Le ministère du Commerce extérieur et de la Promotion des exportations a fixé au 15 avril prochain la date limite de transmission des factures pro forma relatives aux programmes prévisionnels d’importation du premier semestre 2026. Cette mesure, annoncée mardi dans un communiqué officiel, s’inscrit dans la continuité de la politique de rationalisation des importations mise en œuvre depuis juillet 2025 avec l’instauration du régime des programmes d’importation, visant à préserver les réserves de change du pays et protéger la production nationale. Tous les opérateurs économiques concernés doivent transmettre leurs factures pro-forma d’équipement accompagnées de la dénomination sociale en langues arabe et latine ainsi que du numéro du registre de commerce, conformément au format réglementaire en vigueur. Le ministère a précisé que les documents relatifs aux programmes d’équipement classiques doivent être envoyés à une adresse électronique spécifique, tandis que ceux concernant les programmes visés dans le cadre de l’Agence algérienne de promotion de l’investissement nécessitent l’utilisation d’une autre adresse dédiée. Les programmes prévisionnels visés dans le cadre du fonctionnement ne sont pas concernés par cette mesure. Cette nouvelle échéance administrative constitue un jalon supplémentaire dans le dispositif de contrôle des flux d’importation mis en place par les autorités. Depuis juillet 2025 le régime des programmes d’importation impose aux opérateurs économiques de soumettre leurs prévisions semestrielles d’acquisition de biens et équipements à l’étranger pour validation préalable. Ce mécanisme permet à l’administration de mieux suivre les importations et faire barrage à certaines fraudes constatées.
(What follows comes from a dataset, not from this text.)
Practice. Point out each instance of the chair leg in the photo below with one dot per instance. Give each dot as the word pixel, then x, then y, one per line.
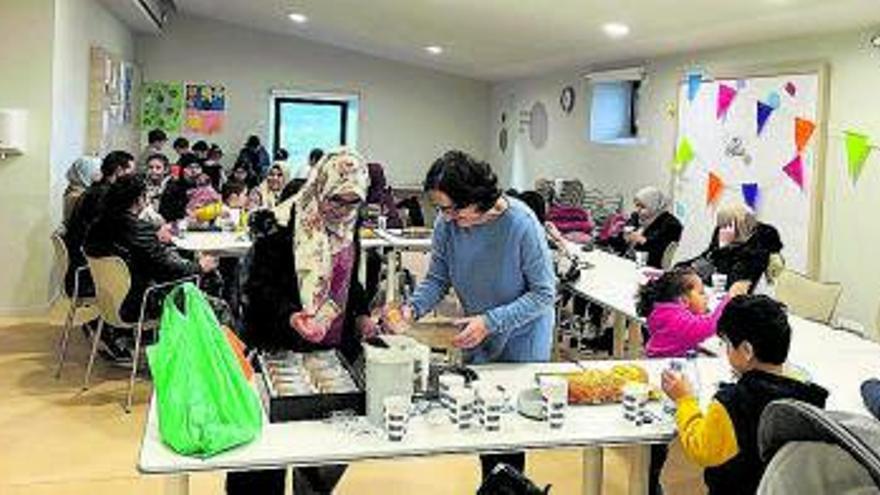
pixel 95 340
pixel 134 364
pixel 65 336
Le système des programmes d’importation répond à un double objectif stratégique. D’une part, il vise à rationaliser l’utilisation des devises en orientant les importations vers les secteurs productifs prioritaires et en limitant les achats de biens disponibles localement ou non essentiels. D’autre part, il permet de protéger les industries nationales en favorisant la substitution aux importations et en encourageant le développement de filières de production locale.  Cette mesure s’inscrit également dans une démarche de digitalisation des procédures commerciales visant à améliorer la traçabilité des opérations et réduire les délais de traitement. L’utilisation de plateformes électroniques dédiées facilite la collecte et l’analyse des données relatives aux flux d’importation, permettant aux pouvoirs publics d’affiner leur politique commerciale en temps réel.